Sheppard D, Mazevet S, Cherne F J, Albers R C, Kadau K, Germann T C, Kress J D, Collins L A
Los Alamos National Laboratory, Los Alamos, New Mexico 87545, USA.
CEA, DAM, DIF, 91287 Arapajon Cedex, France.
Phys Rev E Stat Nonlin Soft Matter Phys. 2015 Jun;91(6):063101. doi: 10.1103/PhysRevE.91.063101. Epub 2015 Jun 1.

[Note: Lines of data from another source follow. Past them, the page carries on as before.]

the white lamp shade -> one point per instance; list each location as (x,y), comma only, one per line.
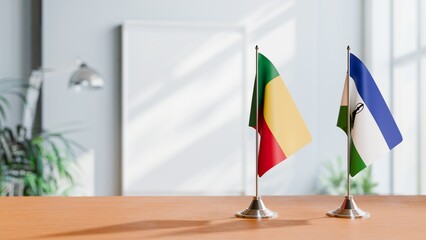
(86,77)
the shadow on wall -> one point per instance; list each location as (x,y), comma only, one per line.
(188,102)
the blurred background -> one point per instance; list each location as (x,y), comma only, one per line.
(172,117)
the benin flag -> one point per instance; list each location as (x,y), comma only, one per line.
(281,127)
(373,129)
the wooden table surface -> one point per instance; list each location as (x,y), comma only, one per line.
(300,217)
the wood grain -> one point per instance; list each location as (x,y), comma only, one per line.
(300,217)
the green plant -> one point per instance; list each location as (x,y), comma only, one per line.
(335,177)
(43,164)
(10,88)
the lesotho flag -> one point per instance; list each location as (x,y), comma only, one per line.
(373,129)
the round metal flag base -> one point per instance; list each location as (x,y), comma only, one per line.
(257,209)
(349,209)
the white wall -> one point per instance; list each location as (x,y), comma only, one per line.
(305,39)
(15,47)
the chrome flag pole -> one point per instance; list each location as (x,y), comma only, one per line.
(348,209)
(257,208)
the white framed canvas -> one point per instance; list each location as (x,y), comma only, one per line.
(183,109)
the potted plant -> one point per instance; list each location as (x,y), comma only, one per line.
(33,166)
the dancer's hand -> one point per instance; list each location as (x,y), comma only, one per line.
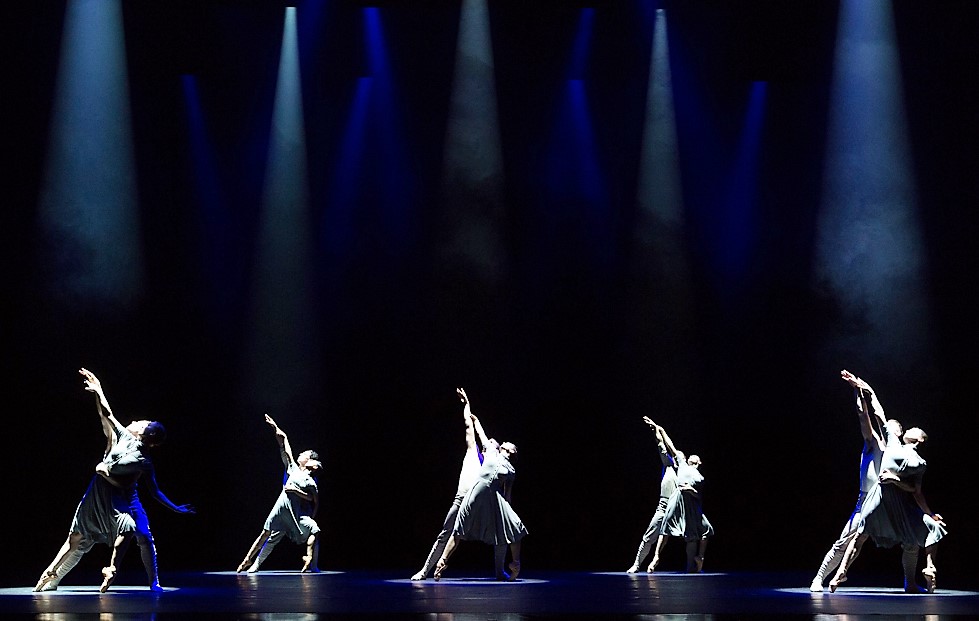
(92,383)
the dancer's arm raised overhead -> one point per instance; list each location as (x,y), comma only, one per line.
(468,418)
(285,449)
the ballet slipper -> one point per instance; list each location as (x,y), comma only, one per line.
(439,568)
(836,582)
(307,562)
(108,577)
(44,580)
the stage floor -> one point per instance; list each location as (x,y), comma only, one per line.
(552,595)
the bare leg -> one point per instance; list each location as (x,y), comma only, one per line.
(147,552)
(64,561)
(450,547)
(514,565)
(930,572)
(252,551)
(118,552)
(659,548)
(852,550)
(701,553)
(312,558)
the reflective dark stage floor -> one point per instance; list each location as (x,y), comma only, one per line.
(557,595)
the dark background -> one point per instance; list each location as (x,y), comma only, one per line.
(562,350)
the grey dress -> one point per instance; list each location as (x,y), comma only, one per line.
(291,515)
(684,512)
(107,511)
(890,515)
(485,515)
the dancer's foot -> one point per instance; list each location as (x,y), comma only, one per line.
(108,577)
(837,580)
(46,579)
(308,565)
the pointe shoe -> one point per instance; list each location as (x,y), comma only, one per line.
(108,577)
(307,566)
(836,582)
(439,568)
(46,579)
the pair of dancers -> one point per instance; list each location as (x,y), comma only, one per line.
(110,511)
(679,512)
(481,508)
(891,507)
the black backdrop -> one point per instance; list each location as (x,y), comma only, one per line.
(560,350)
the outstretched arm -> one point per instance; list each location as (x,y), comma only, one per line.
(285,449)
(93,385)
(468,418)
(161,497)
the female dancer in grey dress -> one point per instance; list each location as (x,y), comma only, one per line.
(110,512)
(468,475)
(667,486)
(486,514)
(896,512)
(294,511)
(684,511)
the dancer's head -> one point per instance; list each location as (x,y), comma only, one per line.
(894,427)
(309,459)
(915,435)
(150,432)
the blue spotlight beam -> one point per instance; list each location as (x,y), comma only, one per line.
(283,334)
(88,205)
(870,255)
(472,178)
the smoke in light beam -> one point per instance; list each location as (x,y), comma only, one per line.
(92,254)
(870,256)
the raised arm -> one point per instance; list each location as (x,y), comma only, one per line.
(467,417)
(285,449)
(161,497)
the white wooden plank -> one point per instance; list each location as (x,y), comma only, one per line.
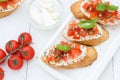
(10,28)
(108,72)
(117,65)
(40,39)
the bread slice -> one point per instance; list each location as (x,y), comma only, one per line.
(75,9)
(88,59)
(7,13)
(103,36)
(94,42)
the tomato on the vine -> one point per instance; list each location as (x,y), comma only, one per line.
(15,62)
(11,46)
(27,52)
(24,38)
(1,73)
(2,55)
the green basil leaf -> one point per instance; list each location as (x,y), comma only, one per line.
(63,47)
(3,0)
(112,7)
(101,7)
(87,24)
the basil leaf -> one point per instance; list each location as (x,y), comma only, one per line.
(113,7)
(87,24)
(3,0)
(101,7)
(63,47)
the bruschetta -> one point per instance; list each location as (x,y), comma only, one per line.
(8,6)
(69,55)
(87,36)
(106,13)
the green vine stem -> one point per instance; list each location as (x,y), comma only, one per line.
(12,52)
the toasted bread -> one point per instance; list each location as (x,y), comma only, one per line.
(94,42)
(90,57)
(7,13)
(103,36)
(75,9)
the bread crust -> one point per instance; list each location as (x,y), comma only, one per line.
(90,57)
(75,9)
(93,42)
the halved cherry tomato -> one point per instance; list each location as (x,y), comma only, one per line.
(11,45)
(27,52)
(15,62)
(24,38)
(2,55)
(1,74)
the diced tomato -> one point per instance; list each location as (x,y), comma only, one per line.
(107,14)
(71,33)
(118,17)
(114,13)
(107,3)
(64,58)
(3,5)
(76,52)
(83,33)
(76,36)
(15,1)
(112,20)
(77,46)
(94,14)
(49,58)
(65,43)
(105,20)
(95,32)
(86,5)
(11,3)
(99,1)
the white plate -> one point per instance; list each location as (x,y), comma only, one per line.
(105,52)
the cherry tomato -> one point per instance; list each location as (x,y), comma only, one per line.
(86,5)
(49,58)
(11,45)
(2,55)
(24,38)
(15,62)
(27,52)
(1,74)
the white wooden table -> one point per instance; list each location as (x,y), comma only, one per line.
(13,25)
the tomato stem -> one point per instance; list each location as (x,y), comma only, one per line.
(12,52)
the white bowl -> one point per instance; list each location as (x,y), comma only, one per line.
(60,8)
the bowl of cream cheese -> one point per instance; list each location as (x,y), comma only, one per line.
(46,14)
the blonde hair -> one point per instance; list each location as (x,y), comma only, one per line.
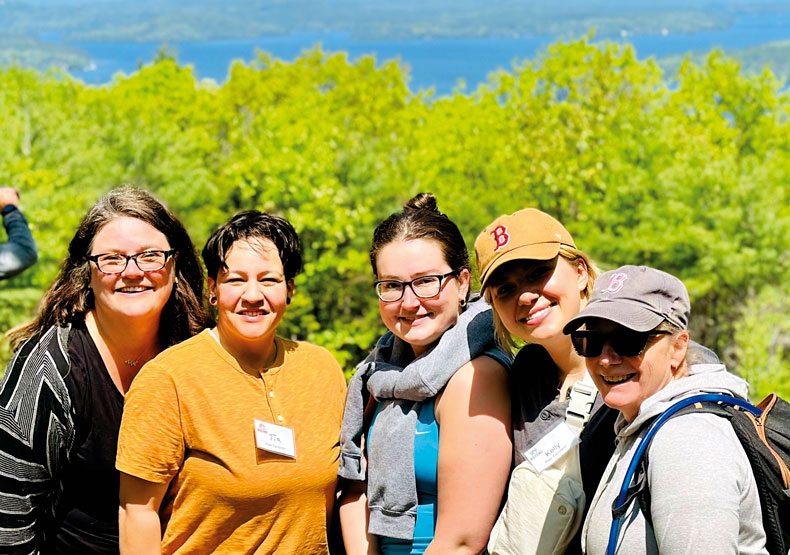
(574,256)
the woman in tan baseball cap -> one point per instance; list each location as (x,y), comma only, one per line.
(536,280)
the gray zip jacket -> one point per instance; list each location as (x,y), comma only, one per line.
(703,495)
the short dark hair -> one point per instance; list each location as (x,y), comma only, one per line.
(70,297)
(421,219)
(253,224)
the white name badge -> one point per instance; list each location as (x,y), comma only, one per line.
(275,439)
(551,447)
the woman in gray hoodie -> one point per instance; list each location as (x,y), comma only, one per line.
(703,496)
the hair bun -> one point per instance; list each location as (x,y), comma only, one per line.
(423,201)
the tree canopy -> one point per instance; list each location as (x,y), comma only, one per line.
(686,172)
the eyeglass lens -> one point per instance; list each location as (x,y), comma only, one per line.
(148,261)
(423,287)
(625,343)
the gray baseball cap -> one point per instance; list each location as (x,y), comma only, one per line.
(637,297)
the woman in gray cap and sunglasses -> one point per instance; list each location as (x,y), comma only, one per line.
(703,497)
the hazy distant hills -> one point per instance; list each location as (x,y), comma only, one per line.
(41,33)
(182,20)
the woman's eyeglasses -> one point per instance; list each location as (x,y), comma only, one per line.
(115,263)
(424,287)
(624,342)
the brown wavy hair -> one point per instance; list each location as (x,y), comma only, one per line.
(69,297)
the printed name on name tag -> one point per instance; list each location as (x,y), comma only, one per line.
(551,447)
(275,439)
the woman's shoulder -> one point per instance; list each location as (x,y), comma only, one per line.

Quantum molecular dynamics (QMD) simulations are used to calculate the equation of state, structure, and transport properties of liquid gallium along the principal shock Hugoniot. The calculated Hugoniot is in very good agreement with experimental data up to a pressure of 150 GPa as well as with our earlier classical molecular dynamics calculations using a modified embedded atom method (MEAM) potential. The self-diffusion and viscosity calculated using QMD agree with experimental measurements better than the MEAM results, which we attribute to capturing the complexity of the electronic structure at elevated temperatures. Calculations of the DC conductivity were performed around the Hugoniot. Above a density of 7.5 g/cm(3), the temperature increases rapidly along the Hugoniot, and the optical conductivity decreases, indicating simple liquid metal behavior.
量子分子动力学(QMD)模拟用于计算液态镓沿主冲击雨贡纽曲线的状态方程、结构和输运性质。计算得到的雨贡纽曲线与高达150 GPa压力下的实验数据以及我们早期使用修正嵌入原子方法(MEAM)势进行的经典分子动力学计算结果非常吻合。使用QMD计算得到的自扩散系数和粘度比MEAM结果与实验测量值更吻合,我们将此归因于QMD能够捕捉高温下电子结构的复杂性。在雨贡纽曲线附近进行了直流电导率的计算。密度高于7.5 g/cm³时,沿雨贡纽曲线温度迅速升高,光导率降低,表明呈现简单液态金属行为。